Strona główna • Puchar Kontynentalny

Dawid Kubacki: "Wiedziałem jakie mam możliwości"

Pierwszy konkurs z cyklu Letniego Pucharu Kontynentalnego 2015 przyniósł triumf Dawida Kubackiego. Polak pokonał kolejnego zawodnika o ponad 10 punktów. Zwycięstwo w Kranju było jego pierwszym letnim, a trzecim w całej karierze w zawodach tej rangi.


- Przyjechałem tutaj, aby walczyć o zwycięstwo. Plan minimum udało się zrealizować. Zmieniła się cała koncepcja mojego skakania, a także podejście do samych zawodów. Teraz wygląda to już całkiem inaczej. Bardzo fajny wynik, skoki były całkiem dobre, więc mogę być z tego dnia zadowolony - powiedział tuż po zawodach 25-latek.

Czy pokonanie takich zawodników jak Peter Prevc to dodatkowa satysfakcja? - Wygrywać zawsze jest super. Mieliśmy tutaj dość zaciętą walkę o dobre lokaty, a obecność takich zawodników mnie buduje i tym bardziej cieszę się z tego wyniku.

Jakie pierwsze wrażenia po zaostrzeniu przepisów dotyczących pomiaru kombinezonów? - Jest bardzo duże zamieszanie w związku z tymi zmianami. Dodatkowo dołożyłem sobie zamieszania przed pierwszą serię treningową, kiedy wyskoczyła mi jakaś 'bula' na kolanie, ale poszedłem skoczyć. Ta próba była kompletnie nieudana. Dobrze, że innym razem przypomniałem sobie na górze, że nie można dotykać kombinezonu, bo ten zahaczył mi się o śrubkę od zabezpieczenia. Na szczęście był ktoś, kto mógł mi to ściągnąć z boku, przez co nie musiałem dotykać kombinezonu. Chwilę potrwa, zanim wszyscy przyzwyczaimy się do nowego systemu. Jego wdrażanie wprowadza bardzo duże zamieszanie. Podstawą jest, aby nikogo nie zaskakiwał. W moim przypadku udało się przejść kontrole bez wpadki, jednak chłopakom ta sztuka się już nie udała. Myślę, że jest to kiepskie, że jest tylko jedna próba mierzenia kroku na górze, przez co musieli oni zejść na dół. Wiadomo, że każdy mierzy ten krok, aby był na limicie. W przeciwnym wypadku odbiera się sobie szansę na dobre skoki.

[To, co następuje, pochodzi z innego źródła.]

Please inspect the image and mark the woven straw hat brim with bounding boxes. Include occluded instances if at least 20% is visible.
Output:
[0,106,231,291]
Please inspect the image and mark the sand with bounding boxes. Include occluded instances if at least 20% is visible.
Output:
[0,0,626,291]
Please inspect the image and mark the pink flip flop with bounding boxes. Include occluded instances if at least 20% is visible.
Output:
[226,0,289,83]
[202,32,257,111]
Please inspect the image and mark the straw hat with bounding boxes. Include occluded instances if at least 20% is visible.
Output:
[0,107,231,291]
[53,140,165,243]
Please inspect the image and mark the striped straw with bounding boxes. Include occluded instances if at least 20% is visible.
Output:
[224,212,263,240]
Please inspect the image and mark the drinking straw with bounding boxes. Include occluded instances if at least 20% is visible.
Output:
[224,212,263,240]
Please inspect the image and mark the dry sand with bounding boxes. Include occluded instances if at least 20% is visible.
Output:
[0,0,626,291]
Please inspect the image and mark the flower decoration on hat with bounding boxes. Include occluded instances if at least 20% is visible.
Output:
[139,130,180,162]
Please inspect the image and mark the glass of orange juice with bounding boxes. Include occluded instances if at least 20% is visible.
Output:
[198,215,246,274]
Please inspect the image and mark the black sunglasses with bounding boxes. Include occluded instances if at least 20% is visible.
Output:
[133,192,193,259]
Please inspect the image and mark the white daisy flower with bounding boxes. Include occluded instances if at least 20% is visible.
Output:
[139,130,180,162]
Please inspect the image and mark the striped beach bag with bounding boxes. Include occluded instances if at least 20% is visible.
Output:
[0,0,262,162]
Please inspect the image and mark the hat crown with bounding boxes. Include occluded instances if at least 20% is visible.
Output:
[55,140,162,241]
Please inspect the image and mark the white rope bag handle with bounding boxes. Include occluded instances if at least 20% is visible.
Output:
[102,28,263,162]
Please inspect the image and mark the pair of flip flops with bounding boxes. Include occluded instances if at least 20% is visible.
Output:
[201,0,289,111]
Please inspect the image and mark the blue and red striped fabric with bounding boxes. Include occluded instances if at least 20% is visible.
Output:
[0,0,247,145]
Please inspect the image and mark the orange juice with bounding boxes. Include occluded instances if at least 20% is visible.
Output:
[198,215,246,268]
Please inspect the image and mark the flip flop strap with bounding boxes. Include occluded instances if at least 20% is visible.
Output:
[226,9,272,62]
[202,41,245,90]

Tak wysoka forma na początku sezonu jest zaskoczeniem? - Ja przyjechałem, aby walczyć o zwycięstwo. Wiedziałem jakie mam możliwości. Zmieniona koncepcja działa od początku lata i działa dobrze. Przejście do kadry B przyniosło zmianę koncepcji, ale myślę, że była mi ona potrzebna.

Korespondencja z Kranja, Tadeusz Mieczyński.